In my last post, “The Potential for Reducing Claims with Plain Language”, I noted that poor communication is a leading cause of professional liability claims against lawyers. Convoluted client letters and emails may lead to clients making decisions on matters they don’t fully understand. A plain language approach offers the potential for reducing claims risk for lawyers and their clients in addition to making the law and legal processes more comprehensible for self-represented litigants. Fortunately, a plain language approach in legal training and an increased emphasis on plain language legal writing, including judicial decisions, is underway.

But has there been enough consideration of the importance of how we present information to clients to improve comprehension and decrease needless miscommunication? That is, do we need to rethink providing information to clients in standard written format only? And if the written format is still effective, how can we further improve upon the plain language approach?

Two recent developments sparked my interest:

  1. A recent Saskatchewan study published by the Centre for Research, Evaluation, and Action Towards Equal Justice (CREATE Justice) and the Saskatchewan Ministry of Justice. “Effectively Communicating Legal Information to Newcomers in Saskatchewan[i]” evaluated which formats of legal information are most effective for newcomers. This included presenting information on renter’s rights in an infographic, video and plain language written summary to determine which format was most effective in conveying the information.
  2. My role as a Legal Research and Writing Assessor with CPLED. The course emphasizes a plain language approach for students, particularly in their communications with clients. For example, students are provided with tips on using easier to read font, margin size, white space, highlighting of text and a general plain language approach for drafting opinion letters.

The Saskatchewan study found that there was no significant difference in the amount participants learned or in other dimensions of effectiveness such as understanding or knowledge gain. This suggests that the content of the resources mattered more than the format in which the content was communicated. Moving from purely written communications with clients might be unnecessary and frankly impractical.

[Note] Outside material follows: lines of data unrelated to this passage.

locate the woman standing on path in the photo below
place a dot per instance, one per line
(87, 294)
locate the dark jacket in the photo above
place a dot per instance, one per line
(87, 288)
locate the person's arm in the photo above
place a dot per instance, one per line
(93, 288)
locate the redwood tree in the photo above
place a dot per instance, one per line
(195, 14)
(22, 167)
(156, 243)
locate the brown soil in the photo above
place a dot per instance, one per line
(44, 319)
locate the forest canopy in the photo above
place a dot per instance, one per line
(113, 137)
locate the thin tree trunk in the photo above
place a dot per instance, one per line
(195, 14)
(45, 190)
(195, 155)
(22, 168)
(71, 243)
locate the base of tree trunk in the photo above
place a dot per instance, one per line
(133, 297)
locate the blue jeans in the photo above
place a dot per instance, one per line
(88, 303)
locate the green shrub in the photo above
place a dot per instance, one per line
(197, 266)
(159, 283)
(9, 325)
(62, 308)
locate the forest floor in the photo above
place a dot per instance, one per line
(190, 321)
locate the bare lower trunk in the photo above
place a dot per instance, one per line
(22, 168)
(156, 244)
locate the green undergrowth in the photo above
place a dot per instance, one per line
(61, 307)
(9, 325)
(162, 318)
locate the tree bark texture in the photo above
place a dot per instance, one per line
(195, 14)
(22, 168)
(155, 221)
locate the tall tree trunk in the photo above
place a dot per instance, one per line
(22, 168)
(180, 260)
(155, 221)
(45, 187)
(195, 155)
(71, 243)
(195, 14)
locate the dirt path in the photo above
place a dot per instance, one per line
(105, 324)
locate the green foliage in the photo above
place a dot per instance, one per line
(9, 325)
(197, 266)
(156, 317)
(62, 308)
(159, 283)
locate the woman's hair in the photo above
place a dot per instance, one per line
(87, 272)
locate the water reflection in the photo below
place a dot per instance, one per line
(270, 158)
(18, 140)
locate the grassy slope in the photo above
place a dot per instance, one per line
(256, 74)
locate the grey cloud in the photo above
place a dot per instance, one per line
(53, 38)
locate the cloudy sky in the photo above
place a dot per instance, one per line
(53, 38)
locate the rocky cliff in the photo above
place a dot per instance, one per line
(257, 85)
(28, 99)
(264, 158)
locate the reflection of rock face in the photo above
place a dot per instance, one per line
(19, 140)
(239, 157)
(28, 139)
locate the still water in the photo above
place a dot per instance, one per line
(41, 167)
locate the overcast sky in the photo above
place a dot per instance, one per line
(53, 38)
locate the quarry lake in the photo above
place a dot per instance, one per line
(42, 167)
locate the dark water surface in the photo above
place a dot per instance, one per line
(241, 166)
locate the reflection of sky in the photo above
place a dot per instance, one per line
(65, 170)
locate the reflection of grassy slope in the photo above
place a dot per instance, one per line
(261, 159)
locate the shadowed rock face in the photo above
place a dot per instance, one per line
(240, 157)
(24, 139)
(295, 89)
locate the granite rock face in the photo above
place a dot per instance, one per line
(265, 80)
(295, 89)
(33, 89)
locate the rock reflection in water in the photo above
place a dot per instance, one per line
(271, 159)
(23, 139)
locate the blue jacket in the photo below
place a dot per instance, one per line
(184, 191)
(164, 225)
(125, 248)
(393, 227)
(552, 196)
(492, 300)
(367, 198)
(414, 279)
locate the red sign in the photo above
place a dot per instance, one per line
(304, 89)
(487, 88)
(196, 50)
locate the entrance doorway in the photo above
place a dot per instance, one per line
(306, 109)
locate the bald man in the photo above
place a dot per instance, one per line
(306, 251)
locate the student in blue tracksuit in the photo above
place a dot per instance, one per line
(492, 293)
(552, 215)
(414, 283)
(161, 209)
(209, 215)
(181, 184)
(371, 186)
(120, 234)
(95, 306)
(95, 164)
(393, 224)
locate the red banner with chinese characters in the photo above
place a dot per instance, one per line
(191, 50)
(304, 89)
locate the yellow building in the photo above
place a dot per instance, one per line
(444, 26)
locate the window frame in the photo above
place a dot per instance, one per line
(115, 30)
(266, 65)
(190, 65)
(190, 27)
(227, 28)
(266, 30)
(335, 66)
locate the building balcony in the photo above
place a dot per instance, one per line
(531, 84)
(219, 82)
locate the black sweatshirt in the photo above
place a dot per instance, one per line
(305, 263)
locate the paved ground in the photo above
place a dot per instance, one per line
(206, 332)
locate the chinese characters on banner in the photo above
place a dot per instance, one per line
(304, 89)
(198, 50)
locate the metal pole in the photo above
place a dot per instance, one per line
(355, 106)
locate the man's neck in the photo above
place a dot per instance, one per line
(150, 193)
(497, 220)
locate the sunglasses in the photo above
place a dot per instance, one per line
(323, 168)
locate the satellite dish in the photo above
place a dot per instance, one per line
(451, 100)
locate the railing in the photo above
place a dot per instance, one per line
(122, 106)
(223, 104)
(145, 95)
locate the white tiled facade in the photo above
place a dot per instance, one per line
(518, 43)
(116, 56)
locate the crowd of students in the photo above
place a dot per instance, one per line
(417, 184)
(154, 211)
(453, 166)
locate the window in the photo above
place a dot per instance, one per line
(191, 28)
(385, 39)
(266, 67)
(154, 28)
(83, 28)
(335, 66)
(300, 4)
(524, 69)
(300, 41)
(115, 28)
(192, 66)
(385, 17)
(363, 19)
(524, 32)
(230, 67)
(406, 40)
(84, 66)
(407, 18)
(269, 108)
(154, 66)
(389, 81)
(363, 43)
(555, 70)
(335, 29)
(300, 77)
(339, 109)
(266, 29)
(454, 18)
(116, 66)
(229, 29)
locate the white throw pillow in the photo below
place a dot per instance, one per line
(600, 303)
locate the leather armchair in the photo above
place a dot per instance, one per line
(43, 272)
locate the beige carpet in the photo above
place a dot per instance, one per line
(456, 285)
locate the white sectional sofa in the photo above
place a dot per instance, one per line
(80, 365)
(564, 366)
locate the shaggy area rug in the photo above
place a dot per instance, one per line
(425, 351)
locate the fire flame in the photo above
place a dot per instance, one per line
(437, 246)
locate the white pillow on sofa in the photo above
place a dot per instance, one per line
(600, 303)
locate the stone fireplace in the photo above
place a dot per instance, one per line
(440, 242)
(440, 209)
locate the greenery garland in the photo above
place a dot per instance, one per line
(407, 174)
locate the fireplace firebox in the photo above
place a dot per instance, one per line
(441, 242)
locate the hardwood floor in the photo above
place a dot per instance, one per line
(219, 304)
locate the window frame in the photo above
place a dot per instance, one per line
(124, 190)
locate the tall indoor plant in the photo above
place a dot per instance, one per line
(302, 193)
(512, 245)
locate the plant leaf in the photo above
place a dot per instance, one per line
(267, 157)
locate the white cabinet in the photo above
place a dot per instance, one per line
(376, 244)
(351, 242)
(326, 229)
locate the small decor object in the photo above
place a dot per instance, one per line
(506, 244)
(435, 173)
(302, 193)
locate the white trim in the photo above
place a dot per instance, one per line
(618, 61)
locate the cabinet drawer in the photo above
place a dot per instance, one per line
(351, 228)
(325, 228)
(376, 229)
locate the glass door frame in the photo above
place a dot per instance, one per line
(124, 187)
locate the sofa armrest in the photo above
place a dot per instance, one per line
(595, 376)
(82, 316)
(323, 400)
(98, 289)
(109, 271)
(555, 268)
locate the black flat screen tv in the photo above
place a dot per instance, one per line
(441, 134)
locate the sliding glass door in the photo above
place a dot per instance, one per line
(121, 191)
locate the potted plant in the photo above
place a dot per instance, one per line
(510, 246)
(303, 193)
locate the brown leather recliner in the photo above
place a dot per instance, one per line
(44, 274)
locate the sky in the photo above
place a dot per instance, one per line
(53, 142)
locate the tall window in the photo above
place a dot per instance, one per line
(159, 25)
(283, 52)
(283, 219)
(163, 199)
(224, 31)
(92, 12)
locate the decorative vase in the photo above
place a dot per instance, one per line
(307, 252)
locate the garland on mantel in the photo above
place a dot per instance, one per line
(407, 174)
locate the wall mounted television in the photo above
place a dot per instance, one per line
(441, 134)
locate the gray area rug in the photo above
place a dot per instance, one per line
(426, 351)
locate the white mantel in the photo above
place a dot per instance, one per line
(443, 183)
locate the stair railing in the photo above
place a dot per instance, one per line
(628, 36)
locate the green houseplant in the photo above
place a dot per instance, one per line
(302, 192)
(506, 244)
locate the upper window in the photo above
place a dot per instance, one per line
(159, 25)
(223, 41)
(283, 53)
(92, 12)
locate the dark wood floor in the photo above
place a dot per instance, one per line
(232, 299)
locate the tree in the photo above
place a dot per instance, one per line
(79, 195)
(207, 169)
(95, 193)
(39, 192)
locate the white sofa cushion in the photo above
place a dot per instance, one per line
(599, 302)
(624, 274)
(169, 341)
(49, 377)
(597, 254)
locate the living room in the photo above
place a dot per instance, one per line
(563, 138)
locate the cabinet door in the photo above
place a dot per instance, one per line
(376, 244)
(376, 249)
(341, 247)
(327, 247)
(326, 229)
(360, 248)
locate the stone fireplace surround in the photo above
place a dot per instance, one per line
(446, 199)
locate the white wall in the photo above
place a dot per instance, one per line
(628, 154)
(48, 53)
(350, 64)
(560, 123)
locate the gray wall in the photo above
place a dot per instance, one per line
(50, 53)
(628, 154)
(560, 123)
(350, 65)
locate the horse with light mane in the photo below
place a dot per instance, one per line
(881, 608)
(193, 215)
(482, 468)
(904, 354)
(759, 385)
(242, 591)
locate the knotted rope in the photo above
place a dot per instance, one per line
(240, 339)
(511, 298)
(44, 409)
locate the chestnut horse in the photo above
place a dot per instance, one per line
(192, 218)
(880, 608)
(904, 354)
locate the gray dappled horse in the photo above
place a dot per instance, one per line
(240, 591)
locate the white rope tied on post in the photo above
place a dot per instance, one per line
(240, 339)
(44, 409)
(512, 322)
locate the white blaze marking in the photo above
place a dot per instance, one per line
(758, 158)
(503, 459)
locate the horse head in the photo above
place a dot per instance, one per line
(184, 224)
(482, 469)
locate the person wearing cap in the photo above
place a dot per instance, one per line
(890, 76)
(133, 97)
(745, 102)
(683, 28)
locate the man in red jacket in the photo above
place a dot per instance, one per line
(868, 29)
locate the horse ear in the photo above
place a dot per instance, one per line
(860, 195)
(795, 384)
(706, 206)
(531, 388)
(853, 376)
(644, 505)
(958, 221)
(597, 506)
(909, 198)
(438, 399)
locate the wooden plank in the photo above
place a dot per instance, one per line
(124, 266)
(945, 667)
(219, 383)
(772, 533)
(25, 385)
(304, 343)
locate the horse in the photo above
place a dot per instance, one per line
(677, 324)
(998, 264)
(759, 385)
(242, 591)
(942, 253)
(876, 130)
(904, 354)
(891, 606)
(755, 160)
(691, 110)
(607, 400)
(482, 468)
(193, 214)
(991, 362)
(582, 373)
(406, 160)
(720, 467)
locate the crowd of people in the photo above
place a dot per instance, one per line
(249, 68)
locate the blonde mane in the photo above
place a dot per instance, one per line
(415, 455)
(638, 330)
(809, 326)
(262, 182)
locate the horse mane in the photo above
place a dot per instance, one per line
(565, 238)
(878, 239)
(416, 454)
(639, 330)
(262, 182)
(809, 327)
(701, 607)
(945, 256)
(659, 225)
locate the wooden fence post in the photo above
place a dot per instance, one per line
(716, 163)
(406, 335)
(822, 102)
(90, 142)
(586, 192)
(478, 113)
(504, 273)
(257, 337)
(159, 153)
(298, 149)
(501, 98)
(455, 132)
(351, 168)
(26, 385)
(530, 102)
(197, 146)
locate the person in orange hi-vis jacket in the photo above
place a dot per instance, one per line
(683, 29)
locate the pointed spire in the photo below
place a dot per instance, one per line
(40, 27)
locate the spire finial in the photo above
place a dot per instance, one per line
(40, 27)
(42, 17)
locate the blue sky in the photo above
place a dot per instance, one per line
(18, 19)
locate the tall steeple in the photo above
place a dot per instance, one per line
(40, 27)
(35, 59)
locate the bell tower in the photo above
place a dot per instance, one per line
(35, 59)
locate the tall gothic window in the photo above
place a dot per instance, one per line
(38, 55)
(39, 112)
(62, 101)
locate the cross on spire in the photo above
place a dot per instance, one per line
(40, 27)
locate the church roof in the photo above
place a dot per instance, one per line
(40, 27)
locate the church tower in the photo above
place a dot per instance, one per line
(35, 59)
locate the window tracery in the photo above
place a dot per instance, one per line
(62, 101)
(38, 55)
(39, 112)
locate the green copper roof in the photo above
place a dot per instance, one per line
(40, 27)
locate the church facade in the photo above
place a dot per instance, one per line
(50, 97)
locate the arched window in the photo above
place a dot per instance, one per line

For my next question, deeper inquiry on how to most effectively present materials in a way that boosts comprehension may be warranted, starting with font. As noted in the article “How Fonts Affect Learning and Memory[ii]”:

Fonts play a significant role in the cognitive processes that transpire while we read. A font’s impact on the way you learn and retain information might be hard to notice consciously, but your brain is certainly tuned in.

Common traditional fonts for legal documents include the classic Times New Roman for its traditional appearance and ease of readability. The Supreme Court of Canada and other Courts also mandate the use of Times New Roman or comparable font.[iii] Serif fonts, such as Times New Roman, are generally recommended because as the CPLED materials note “Serif typefaces are easier to read because they have tiny lines on the ends of the letters that catch the eye”.

However, the article quoted above suggests that more difficult to read fonts may be better for retaining information compared to the easier to read fonts like Arial or Times New Roman. Studies have shown that participants recalled more information from material they read when it was presented in a font that was difficult to read.

More quantitative study is required to determine the impact of font on effectively communicating with clients. Part of determining how best to present written materials is determining what we are aiming to achieve. We want clients to be able to read and comprehend what we are telling them, but how long do they need to retain the information and how deep of an understanding is needed to make informed decisions and/or avoid claims? Whether the goal is long-term retention of materials and ‘real learning’ through incorporating different fonts or other presentation strategies is yet to be determined.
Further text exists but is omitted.